Biosurveillance

Accomplishments for Core Goal #5 Biosurveillance

Biosurveillance
Governor O’Malley established a focus on early detection, surveillance, and situational awareness to mitigate the threat of both naturally occurring and human-caused biological hazards.  This includes increasing surveillance of key public health indicators and monitoring sensor data for chemical or radiological releases or aberrations.  The State’s build-out and expansion of its automated computer biosurveillance system to include more information from more partners has improved its ability to respond to disease and virus outbreaks such as the the 2009 H1N1 pandemic.  

  • Collecting real-time patient condition data from all 46 acute care hospitals in Maryland. Maryland is among the first states in the nation to connect all of its acute care hospitals to a public health syndromic biosurveillance system. The Department of Health and Mental Hygiene’s (DHMH) Electronic Surveillance System for the Early Notification of Community-based Epidemics (ESSENCE) began anonymously tracking patient symptoms reported in emergency room visits from selected hospitals in 2005. By 2009, all 46 acute care hospitals in the State were reporting data to ESSENCE and that data was proven to be a leading indicator in the H1N1 influenza pandemic. That same year, ESSENCE was able to show increases in influenza activity before the first H1N1 influenza case had been confirmed. More recently, DHMH has used ESSENCE to track the spread of asthma, carbon monoxide poisoning, and other public health threats.

  • All 24 public school systems in Maryland report daily school absenteeism data to ESSENCE. School absenteeism provides a more complete analysis of potential public health events, especially during influenza season, because children are often the first carriers of new viruses. In late 2011, the State partnered with Allegany, Carroll, and Harford County Public Schools to begin anonymously reporting elementary school absenteeism data to ESSENCE. The first day of the 2012-2013 school year marked the very first that every public school in Maryland reported absenteeism data to ESSENCE.

Hospitals reporting emergency data to ESSENCE


  • Collecting real-time over-the-counter drug sales data from more than 300 retail pharmacies in Maryland. Since 2010, approximately 300 pharmacies across the State’s 24 counties have reported anonymous sales data for over-the-counter medications and thermometers to ESSENCE providing a representative data sample of the population. Sales of thermometers and cold medications can be used to indicate the emergence of seasonal flu or more serious public health threats. DHMH continues to expand the number of data elements collected through ESSENCE in order to further refine its ability to detect an outbreak.

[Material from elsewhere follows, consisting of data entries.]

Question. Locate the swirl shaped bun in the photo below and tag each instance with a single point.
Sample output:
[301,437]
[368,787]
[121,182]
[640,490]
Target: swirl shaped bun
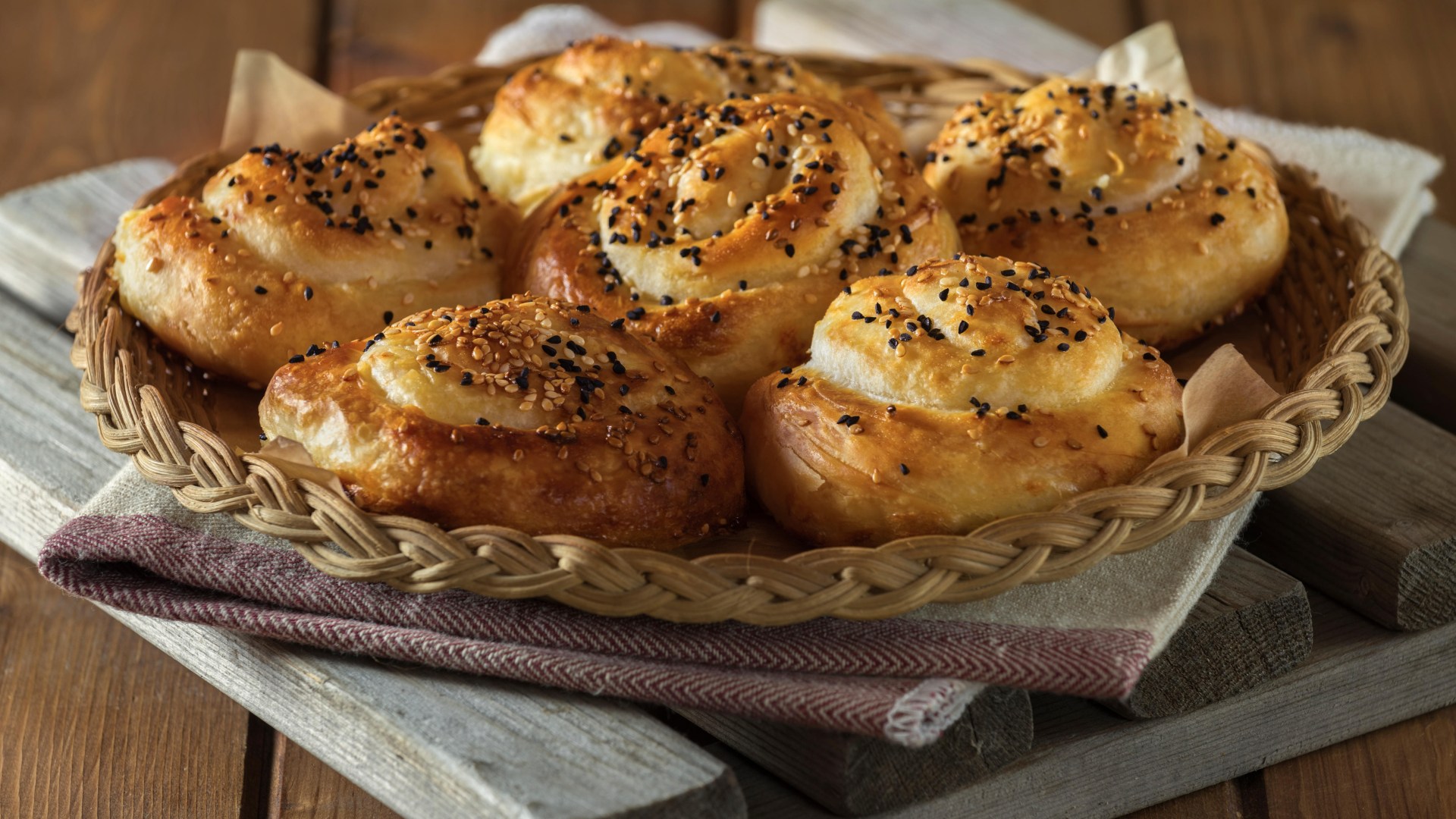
[727,232]
[934,403]
[1171,222]
[523,413]
[566,114]
[287,249]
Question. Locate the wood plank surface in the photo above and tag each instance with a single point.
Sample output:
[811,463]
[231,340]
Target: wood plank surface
[303,787]
[1088,763]
[427,744]
[1401,771]
[1375,523]
[91,107]
[855,776]
[1251,626]
[379,38]
[67,670]
[1427,385]
[52,231]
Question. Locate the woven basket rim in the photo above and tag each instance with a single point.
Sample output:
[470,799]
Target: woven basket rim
[1321,410]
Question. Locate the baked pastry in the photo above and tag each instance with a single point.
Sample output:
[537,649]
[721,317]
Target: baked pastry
[566,114]
[525,413]
[287,249]
[967,391]
[728,232]
[1147,205]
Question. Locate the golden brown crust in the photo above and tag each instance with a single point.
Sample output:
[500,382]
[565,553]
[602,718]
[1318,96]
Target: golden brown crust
[526,413]
[574,111]
[274,257]
[724,237]
[1164,218]
[940,401]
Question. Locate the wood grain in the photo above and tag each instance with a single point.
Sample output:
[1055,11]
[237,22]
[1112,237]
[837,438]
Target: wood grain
[98,82]
[425,744]
[1400,771]
[52,231]
[855,776]
[1375,523]
[378,38]
[67,670]
[1215,802]
[1373,66]
[1251,626]
[1427,385]
[1090,763]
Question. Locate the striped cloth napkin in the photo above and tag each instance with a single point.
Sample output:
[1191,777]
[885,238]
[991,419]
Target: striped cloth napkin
[903,679]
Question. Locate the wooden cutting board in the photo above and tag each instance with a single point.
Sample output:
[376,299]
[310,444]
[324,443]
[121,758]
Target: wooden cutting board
[492,748]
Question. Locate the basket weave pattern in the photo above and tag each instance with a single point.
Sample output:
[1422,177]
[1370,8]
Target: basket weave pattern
[1335,334]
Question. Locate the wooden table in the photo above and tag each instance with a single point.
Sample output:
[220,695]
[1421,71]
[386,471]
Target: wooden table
[93,720]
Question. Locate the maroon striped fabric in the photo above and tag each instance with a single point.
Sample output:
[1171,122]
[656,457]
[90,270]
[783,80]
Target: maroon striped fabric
[903,679]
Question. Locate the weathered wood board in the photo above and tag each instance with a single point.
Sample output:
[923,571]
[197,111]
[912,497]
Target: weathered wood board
[855,776]
[427,744]
[1251,626]
[1375,523]
[1088,763]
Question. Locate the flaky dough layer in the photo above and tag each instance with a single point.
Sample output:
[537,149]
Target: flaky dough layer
[523,413]
[934,403]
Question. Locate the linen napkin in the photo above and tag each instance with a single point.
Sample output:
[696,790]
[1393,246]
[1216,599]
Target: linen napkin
[1383,181]
[903,679]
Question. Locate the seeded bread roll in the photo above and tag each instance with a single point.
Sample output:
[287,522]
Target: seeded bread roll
[525,413]
[934,403]
[1171,222]
[727,234]
[566,114]
[287,249]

  • MDE is leading a statewide effort to develop a preventive radiological/nuclear detection (PRND) program. Maryland’s Department of the Environment (MDE) has partnered with DHS’ Domestic Nuclear Detection office (DNDO) in 2012 to host a series of planning meetings with state, local, and federal first responders to develop a Maryland statewide PRND program. The planning activities will continue in early 2013 and result in a coordinated process for responding to the release of harmful radiological or nuclear materials and sharing intelligence on potential radiological or nuclear threats. The statewide PRND program will also leverage real-time radiological detection and monitoring technologies that are currently used in Maryland, including Baltimore City’s fixed chemical and radiological sensors, mobile and hand-held chemical and radiological equipment currently used by state agencies and local partners in the Baltimore and National Capital regions, and security alarm systems installed in Maryland-based facilities with radioactive materials as part of the National Nuclear Security Administration’s Global Threat Reduction Initiative (GTRI).